Permintaan Tinggi, Suplai Minim
Intensitas penggunaan internet yang tinggi di era pandemi Covid-19 membuat masyarakat menuntut layanan internet berkualitas lebih stabil. Hal ini hanya dapat dipenuhi oleh layanan fixed broadband ketimbang layanan seluler atau mobile broadband. Namun, kenyataannya, belum semua daerah terjangkau oleh layanan fixed broadband.
Berdasarkan data International Telecommunication Union (ITU), jumlah pengguna internet fixed broadband Indonesia hanya 10,71 juta pelanggan. Angka itu jauh lebih rendah dibanding pelanggan seluler yang kini menembus 180 juta pelanggan dengan kepemilikan 330 juta nomor seluler
Sebagai informasi, Survei Asosiasi Penyelenggara Jasa Internet Indonesia (APJII) pada 2021 menunjukkan, pengguna internet di Indonesia terus meningkat. Totalnya mencapai 196 juta pengguna atau 73,7% dari total populasi, atau tumbuh 8,9% dari capaian tahun sebelumnya.

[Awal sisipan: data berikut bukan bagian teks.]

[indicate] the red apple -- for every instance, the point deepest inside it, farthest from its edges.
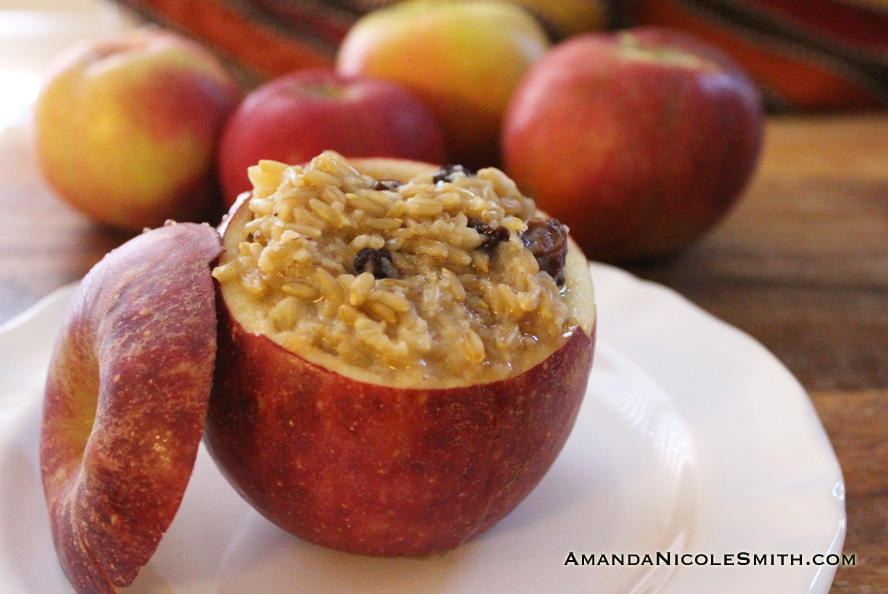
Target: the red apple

Kendati permintaan melonjak, penetrasi jaringan internet tetap pita lebar atau fixed broadband di Tanah Air justru masih minim. Data Asosiasi Penyelenggara Jaringan Telekomunikasi (APJATEL) pada 2021 menunjukkan, penetrasi serat optik ke rumah tangga baru sekitar 10,45% dari total wilayah di Indonesia.
Perinciannya, penetrasi jaringan serat optik ke rumah tangga di Jawa paling besar yakni, 12,84%. Selanjutnya, Kalimantan 11,42%, Bali dan Nusa Tenggara 7,63%, Sulawesi 6,74%, Sumatra 5,78%, Maluku dan Papua 5,37%.
Laporan Masyarakat Telematika Indonesia (Mastel) bertajuk Indonesia ICT Industry Outlook mengungkap, persoalan infrastruktur masih menjadi hambatan bagi penetrasi internet. Merentangkan jaringan internet merupakan investasi padat modal yang membutuhkan dana besar. Alhasil, penetrasi serat optik masih sangat terbatas.
Investasi jaringan fixed broadband di Indonesia cenderung merosot tajam saat pandemi Covid-19. Sejumlah penyedia jaringan memangkas operasional, menghentikan penggelaran infrastruktur, hingga terancam gulung tikar.
Terbukti, survei internal APJATEL menyimpulkan, sebagian besar perusahaan mengalami penurunan bisnis saat pandemi Covid-19. Dari 54 anggota APJATEL, sebanyak 84% perusahaan menunda pembayaran, 76% menurunkan kapasitas, dan 80% lainnya menghentikan layanan.
Selain itu, 62% perusahaan penyelenggara jaringan tidak melakukan ekspansi di masa pandemi, bahkan 48% responden menuturkan tidak akan bertahan dalam enam bulan tanpa injeksi investasi.
Dalam laporannya, Bank Dunia menyoroti kurangnya persaingan bisnis fixed broadband di Indonesia berdampak terhadap kualitas layanan internet dan keterjangkauan tarif. Tercatat, kecepatan mengunduh (download) internet fixed broadband di Indonesia hanya sebesar 20,13 Mbps. Bandingkan dengan Singapura yang mencapai 197,26 Mbps alias hampir 20 kali lebih cepat dari Indonesia.
Berdasarkan laporan Bank Dunia, sebanyak 87% pelanggan fixed broadband di Indonesia memakai layanan IndiHome. Layanan dari PT Telkom Indonesia Tbk ini memiliki 8 juta pelanggan sepanjang 2020. Jumlah itu bertambah sekitar 1 juta pelanggan dibanding tahun sebelumnya.